Seinen Knappen, der ihm zu Hilfe eilen wollte, hielt er mit einer Handbewegung auf Abstand. »Lass mir die Freude, mich wieder wie ein vollwertiger Mensch zu fühlen und nicht wie ein siecher Krüppel, den man hochheben muss, um ihm das Hemd zu wechseln«, sagte er, zog seine Bruche über und befestigte die Beinkleider daran.
»Ist Bertschmann schon zurück?«, fragte er, als er sich angekleidet hatte.
Sein Knappe schüttelte den Kopf. »Bis jetzt noch nicht. Aber wenn es um eine Besorgung geht, kann doch ich die für Euch erledigen.«
»Nein, diese nicht«, murmelte Reckendorf.
Er schloss die Augen und durchlebte noch einmal den beschämenden Augenblick, in dem Falko Adlers Lanze ihn aus dem Sattel gehoben und zu Boden geschleudert hatte. Beinahe glaubte er, denselben Schmerz zu fühlen wie damals, doch das ging rasch vorbei. Aufatmend legte er den Gürtel mit seinem Dolch, dem Essbesteck und seinem Geldbeutel um, fuhr sich mit den Fingern noch einmal durch die Haare und wandte sich wieder an seinen Knappen. »Kann ich mich so am Tisch des Fürstbischofs sehen lassen?«
»Aber natürlich, Herr! Ihr seht prächtig aus. Genau wie vorher«, bestätigte der Knappe.
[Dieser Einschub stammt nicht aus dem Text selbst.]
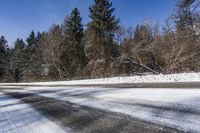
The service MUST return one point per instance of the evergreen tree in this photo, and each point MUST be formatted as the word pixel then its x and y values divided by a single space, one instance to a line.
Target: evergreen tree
pixel 101 30
pixel 3 56
pixel 183 15
pixel 73 39
pixel 18 57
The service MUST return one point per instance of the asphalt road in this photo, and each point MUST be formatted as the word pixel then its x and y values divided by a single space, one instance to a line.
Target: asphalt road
pixel 78 110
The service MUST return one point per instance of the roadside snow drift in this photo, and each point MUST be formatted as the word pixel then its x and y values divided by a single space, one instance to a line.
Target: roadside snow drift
pixel 173 78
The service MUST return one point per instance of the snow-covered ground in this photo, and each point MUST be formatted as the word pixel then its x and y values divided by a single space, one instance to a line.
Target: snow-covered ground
pixel 177 108
pixel 182 77
pixel 18 117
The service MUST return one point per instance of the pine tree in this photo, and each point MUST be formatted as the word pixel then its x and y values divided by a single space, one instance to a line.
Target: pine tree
pixel 18 59
pixel 101 30
pixel 183 15
pixel 3 56
pixel 73 38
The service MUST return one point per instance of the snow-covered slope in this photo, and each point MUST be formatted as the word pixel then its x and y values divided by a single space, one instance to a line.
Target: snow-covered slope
pixel 182 77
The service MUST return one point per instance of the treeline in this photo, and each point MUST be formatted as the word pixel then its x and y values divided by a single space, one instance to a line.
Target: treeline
pixel 104 48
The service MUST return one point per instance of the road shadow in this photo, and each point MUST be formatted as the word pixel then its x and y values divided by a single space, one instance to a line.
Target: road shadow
pixel 83 119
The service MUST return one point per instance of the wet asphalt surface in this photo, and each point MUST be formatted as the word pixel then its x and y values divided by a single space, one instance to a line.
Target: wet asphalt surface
pixel 82 119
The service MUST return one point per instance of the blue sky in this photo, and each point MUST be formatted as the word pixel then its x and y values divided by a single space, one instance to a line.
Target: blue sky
pixel 19 17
Aber das stimmte nicht ganz, sagte der junge Mann sich. Die beiden scharfen Falten um Junker Brunos Mund waren vor seinem Kampf gegen den Kibitzsteiner noch nicht da gewesen. Wie es schien, kam sein Herr nicht über seine Niederlage hinweg. Das tat ihm leid, denn er verehrte den Junker und hatte in sämtlichen Kirchen Würzburgs gebetet, damit dieser wieder richtig gesund werde. Dies schien nun der Fall zu sein, doch die Wunde im Stolz seines Herrn würde wohl nicht so rasch heilen.
»Sobald Bertschmann hier ist, schickst du ihn zu mir!« Bruno von Reckendorf machte eine Handbewegung, als wolle er seinen Knappen wie ein lästiges Insekt verscheuchen, und verließ dann seine Kammer. Nun fällt mir auch das Gehen wieder leicht, dachte er erfreut, als er den Korridor entlangschritt. Zu viele Tage hatte er sich nur mit Hilfe eines Stockes fortbewegen und auch nicht lange genug aufrecht sitzen können, um die Mahlzeiten am Tisch des Fürstbischofs einzunehmen. Das war endlich vorbei.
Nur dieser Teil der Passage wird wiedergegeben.